In December 2007, Riesberg announced that he would seek a third term in the legislature in the 2008 legislative elections. Riesberg was unanimously nominated for a second term by Weld County Democrats in March 2008;

==2008 legislative session==

In the 2008 session of the Colorado General Assembly, Riesberg sat on the House Appropriations Committee and the House Health and Human Services Committee, and was vice-chairman of the Joint Capital Development Committee.
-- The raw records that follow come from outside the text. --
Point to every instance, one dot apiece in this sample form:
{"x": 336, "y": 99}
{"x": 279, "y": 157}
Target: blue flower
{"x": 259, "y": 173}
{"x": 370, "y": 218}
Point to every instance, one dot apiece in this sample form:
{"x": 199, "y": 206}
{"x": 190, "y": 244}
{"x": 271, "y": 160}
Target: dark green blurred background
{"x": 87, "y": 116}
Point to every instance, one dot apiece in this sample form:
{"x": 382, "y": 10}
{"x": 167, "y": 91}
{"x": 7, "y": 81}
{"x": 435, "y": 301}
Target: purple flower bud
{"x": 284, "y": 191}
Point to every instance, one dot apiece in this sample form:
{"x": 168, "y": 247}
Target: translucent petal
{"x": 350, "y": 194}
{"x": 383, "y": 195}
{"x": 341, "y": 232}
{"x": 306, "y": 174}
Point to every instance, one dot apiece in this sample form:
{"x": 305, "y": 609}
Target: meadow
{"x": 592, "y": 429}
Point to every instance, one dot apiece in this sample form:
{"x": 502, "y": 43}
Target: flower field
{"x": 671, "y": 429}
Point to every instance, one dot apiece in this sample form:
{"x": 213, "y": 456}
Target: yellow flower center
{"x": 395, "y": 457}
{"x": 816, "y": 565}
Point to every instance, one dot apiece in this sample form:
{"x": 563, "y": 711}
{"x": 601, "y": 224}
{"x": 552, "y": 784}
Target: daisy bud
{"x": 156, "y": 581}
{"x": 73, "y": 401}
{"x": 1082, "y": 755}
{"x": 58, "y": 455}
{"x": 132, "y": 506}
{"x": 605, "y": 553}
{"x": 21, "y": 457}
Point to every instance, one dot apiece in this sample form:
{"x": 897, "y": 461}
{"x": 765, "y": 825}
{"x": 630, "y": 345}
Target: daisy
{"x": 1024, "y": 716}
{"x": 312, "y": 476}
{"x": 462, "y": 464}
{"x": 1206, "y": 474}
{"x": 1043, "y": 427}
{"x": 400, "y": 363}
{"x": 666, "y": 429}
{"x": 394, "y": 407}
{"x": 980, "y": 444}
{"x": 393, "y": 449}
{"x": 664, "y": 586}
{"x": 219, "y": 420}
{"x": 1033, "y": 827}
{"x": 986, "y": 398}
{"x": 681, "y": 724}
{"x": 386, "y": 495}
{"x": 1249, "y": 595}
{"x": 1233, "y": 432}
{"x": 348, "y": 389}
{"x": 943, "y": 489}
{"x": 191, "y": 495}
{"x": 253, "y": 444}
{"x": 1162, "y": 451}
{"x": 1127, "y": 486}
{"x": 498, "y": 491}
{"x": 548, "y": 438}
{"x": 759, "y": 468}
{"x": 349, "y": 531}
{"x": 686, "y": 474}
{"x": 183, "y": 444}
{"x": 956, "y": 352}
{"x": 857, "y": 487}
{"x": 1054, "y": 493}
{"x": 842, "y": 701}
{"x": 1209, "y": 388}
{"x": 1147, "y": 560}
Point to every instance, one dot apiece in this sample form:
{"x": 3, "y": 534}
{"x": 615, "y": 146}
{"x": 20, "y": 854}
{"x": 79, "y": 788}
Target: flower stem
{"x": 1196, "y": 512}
In the 2010 session of the Colorado General Assembly, Riesberg sat on the House Appropriations Committee and the House Health and Environment Committee.

==2010 election==

In 2010, Riesberg was elected to his fourth term as State House Representative to District 50.

==2018 primary election==

In 2018, Riesberg ran for the Democratic party nomination to the State House District 50 race. He lost this race to challenger Rochelle Galindo, 57 percent to 43 percent.